Essa será a primeira vez desde a Conferência de Durban, na África do Sul, em 2001, que missão oficial brasileira composta exclusivamente por movimentos negros participa de um encontro para fazer denúncia internacional
A CIDH (Comissão Interamericana de Direitos Humanos) da OEA (Organização dos Estados Americanos) vai receber 14 ativistas e militantes dos movimentos negros brasileiros para falar sobre o pacote anticrime do ministro da Justiça e Segurança Pública, Sergio Moro, que pretende modificar o sistema penal e denunciar violações dos direitos da população negra no Brasil. A comitiva será composta por 10 mulheres e 4 homens de 7 estados: São Paulo, Rio de Janeiro, Minas Gerais, Rio Grande do Sul, Bahia, Goiás, Pará e Maranhão.
Sediado na Universidade de West Indies, em Kingston, Jamaica o evento celebra o marco do 172º Período de Sessões e a participação do grupo brasileiro será em 9 de maio. A última participação em missão oficial brasileira exclusiva dos movimentos negros em fóruns de denúncia internacional aconteceu em 2001, na África do Sul, durante a Conferência de Durban – um movimento protagonizado por mulheres negras latino americanas, que, na época, teve como uma das líderes Sueli Carneiro.
Em entrevista à Ponte, Iêda Leal de Souza, coordenadora nacional do MNU (Movimento Negro Unificado), que participará da audiência pública, enfatiza a importância dos movimentos negros se unirem e construírem debates internacionais como este da OEA. “A luta contra o racismo não está sendo fácil no nosso país. Esse conjunto de mulheres e homens indo para essa reunião importante, não só fazer as denúncias da forma que o negro vem sendo tratado nesse país, mas, também para gente reunir forças para continuar lutando e decidir os caminhos que vamos traçar daqui pra frente”, defende Iêda.
Para ela, o caminho está na reorganização do movimento e na vigilância contínua. “Vamos redobrar a nossa vigilância, vamos continuar lutando, mas temos a necessidade de incluir novas parcerias e espaços pra gente denunciar e tirar situações bastantes positivas para ter um diálogo com o governo brasileiro e continuar reafirmando que o negro nesse país vai ter que ter muito respeito de quem dirige e a compreensão de que nós somos uma nação grandiosa, somos 60% dessa população, por isso a necessidade da nossa reorganização e desses diálogos internacionais”, argumenta a coordenadora do MNU.
Iêda explica também o que o pacote anticrime representa para o Movimento Negro Unificado. “De fato, ele representa a criminalização do povo.

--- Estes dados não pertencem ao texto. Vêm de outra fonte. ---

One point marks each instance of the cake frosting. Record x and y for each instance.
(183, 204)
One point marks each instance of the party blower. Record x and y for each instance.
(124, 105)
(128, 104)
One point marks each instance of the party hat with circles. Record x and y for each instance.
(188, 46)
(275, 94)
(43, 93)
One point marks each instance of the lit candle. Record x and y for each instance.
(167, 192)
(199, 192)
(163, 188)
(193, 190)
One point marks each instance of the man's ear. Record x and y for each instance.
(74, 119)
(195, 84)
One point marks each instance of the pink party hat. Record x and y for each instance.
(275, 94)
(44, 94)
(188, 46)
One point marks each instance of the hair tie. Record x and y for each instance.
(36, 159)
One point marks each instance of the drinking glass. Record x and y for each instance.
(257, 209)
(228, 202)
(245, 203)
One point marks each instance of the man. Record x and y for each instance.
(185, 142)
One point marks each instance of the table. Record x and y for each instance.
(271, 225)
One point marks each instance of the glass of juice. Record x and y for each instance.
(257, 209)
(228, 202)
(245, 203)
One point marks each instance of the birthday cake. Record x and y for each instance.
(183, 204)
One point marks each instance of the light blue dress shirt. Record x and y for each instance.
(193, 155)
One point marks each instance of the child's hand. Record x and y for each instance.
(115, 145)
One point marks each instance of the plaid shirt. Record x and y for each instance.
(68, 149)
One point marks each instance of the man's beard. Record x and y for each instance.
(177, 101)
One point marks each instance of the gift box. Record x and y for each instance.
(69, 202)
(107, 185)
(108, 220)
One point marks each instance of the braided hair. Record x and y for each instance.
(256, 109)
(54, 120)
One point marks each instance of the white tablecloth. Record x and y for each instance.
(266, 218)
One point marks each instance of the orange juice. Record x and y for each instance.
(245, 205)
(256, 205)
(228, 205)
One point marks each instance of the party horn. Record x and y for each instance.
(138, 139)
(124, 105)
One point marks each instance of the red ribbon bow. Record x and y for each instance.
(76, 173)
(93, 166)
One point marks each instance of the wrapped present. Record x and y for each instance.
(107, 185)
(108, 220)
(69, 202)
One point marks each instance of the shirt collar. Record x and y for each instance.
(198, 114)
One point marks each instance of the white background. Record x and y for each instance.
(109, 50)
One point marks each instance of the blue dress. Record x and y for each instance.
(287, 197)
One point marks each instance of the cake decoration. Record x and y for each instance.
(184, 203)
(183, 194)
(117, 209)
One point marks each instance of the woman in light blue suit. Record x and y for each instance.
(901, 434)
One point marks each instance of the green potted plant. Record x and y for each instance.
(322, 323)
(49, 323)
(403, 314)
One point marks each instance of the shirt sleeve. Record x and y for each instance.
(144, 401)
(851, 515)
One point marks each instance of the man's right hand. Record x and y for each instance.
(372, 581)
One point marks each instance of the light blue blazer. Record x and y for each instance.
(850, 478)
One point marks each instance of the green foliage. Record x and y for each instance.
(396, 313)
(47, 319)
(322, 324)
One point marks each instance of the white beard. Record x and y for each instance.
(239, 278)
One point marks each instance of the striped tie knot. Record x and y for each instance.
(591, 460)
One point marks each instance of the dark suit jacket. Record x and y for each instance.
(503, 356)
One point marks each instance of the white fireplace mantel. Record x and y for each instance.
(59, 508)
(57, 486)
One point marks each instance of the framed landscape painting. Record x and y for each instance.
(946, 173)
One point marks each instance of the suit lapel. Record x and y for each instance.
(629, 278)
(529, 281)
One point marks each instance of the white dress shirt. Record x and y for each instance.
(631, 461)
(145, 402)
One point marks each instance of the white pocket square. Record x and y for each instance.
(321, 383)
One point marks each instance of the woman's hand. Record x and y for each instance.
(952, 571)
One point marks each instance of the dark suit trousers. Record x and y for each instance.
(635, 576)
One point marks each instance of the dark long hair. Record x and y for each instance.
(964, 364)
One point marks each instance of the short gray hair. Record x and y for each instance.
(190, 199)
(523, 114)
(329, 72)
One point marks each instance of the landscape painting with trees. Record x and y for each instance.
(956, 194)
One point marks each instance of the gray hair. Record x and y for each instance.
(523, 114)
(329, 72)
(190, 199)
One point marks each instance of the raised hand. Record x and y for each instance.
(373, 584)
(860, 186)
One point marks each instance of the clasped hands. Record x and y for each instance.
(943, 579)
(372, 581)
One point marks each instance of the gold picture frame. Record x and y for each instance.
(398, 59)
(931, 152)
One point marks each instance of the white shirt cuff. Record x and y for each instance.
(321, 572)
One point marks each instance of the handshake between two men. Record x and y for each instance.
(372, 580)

Não se apresentou nada de novo, não se tem nada pedagógico. O que tem, na verdade, é uma coisa punitiva. E esse punitivismo dá crédito para quem poderia ajudar na segurança das pessoas, mas na verdade diz para elas que elas estão autorizadas a continuar exterminando o povo negro. Nós não podemos concordar com isso”, critica Souza.
O documento protocolado à CIDH (Comissão Interamericana de Direitos Humanos), em fevereiro de 2019, teve assinatura de 39 entidades da sociedade civil organizada e representantes de movimentos negros e periféricos. O ofício pede um posicionamento do órgão sobre as medidas e que seja disponibilizado um observador internacional para acompanhar o caso no Brasil. Entre os pontos do projeto que mais colocam em risco a população negra, as entidades destacam a proposta de prisão em segunda instância, que aumentará o número de presos no país, e o menor rigor na punição e apuração de casos de homicídio cometidos por agentes de segurança do Estado.
“O conjunto de propostas, que visa alterar leis federais na área penal, processual penal e de combate à violência, tem gerado, desde sua apresentação pública em 4 de fevereiro de 2019, amplo debate e muitas críticas por parte de juristas, acadêmicos, especialistas e sobretudo das organizações da sociedade civil. A gravidade que tais modificações podem representar à segurança pública e à vida de milhares de cidadãos e cidadãs brasileiras, sobretudo da população negra e pobre, nos motiva a apresentar este documento a esta Comissão”, explica o texto do ofício, que começa com uma frase do presidente Jair Bolsonaro (PSL) de incentivo à violência de Estado: “Se alguém disser que quero dar carta branca para policial militar matar, eu respondo: quero sim! O policial que não atira em ninguém e atiram nele não é policial.”